# Very dominant with puppies



## gabril1 (Jan 20, 2013)

Hi everyone!

So Milo just turned 10 months but this has been going on ever since he was 5 or 6 months, however at the time it didn't seem like it was anything to worry about. He is "dominant" with puppies younger than him or around his age. He growls at then while playing, which he doesn't do with adults. He pins them down and they start crying. He doesn't bit them tho, but its really uncomfortable for both parties. I've put him on a leash and if the puppy comes close he will throw himself at them while growling rather aggressively. There was this puppy at the park yesterday, 4 months, and before the puppy came close I put milo on a leash because I knew what was going to happen (he likes to say welcome every dog that comes to the park). So we waited for the puppy and he was calm, but as soon as he smelled him he started his dominant growls so I had him sit initially and then down. But as soon as the puppy came close he would pull super hard and seem really agressive but if the puppy was playing with someone else he would do his desperate cry (high pitch bark) that he does when he really wants to play with a dog. So the puppy's owner carried the puppy and we had milo sit and they came close and milo smelled him and it seemed ok (we did this a couple of times) so I left his leash on and let go of it and they ran a little and of course milo is much faster eventually he pinned him down growling and made him cry (without biting him) but it certainly looks and sounds like he's angry and he's hurting the other dog.

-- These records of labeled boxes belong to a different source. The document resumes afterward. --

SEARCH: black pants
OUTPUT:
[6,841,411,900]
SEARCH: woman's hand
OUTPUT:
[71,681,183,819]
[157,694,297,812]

Anyway, I don't know how to address this (I eventually want to get him a sister/brother, but it worries me he wont be good). He would never dare growl or be dominant with a dog older than him no matter the size. Any advice? has anyone experienced this before? He really enjoys the park but this has happened at least 4 times with puppies and dogs his age and I don't know what to do.

Anyway, any help is much appreciated! 

Thank you


----------



## MilesMom (Jun 21, 2012)

Miles went through this phase at this age, I believe it's normal. He's trying to assert himself as an adult dog. 

When a puppy would come, we would make it very clear to Miles his behavior was not ok (unless puppy was nipping him, then ok for older dog to correct.) we would put miles on his back, firm no, and if he continued we would leave. He outgrew it. He now has his very own puppy brother and does great.


----------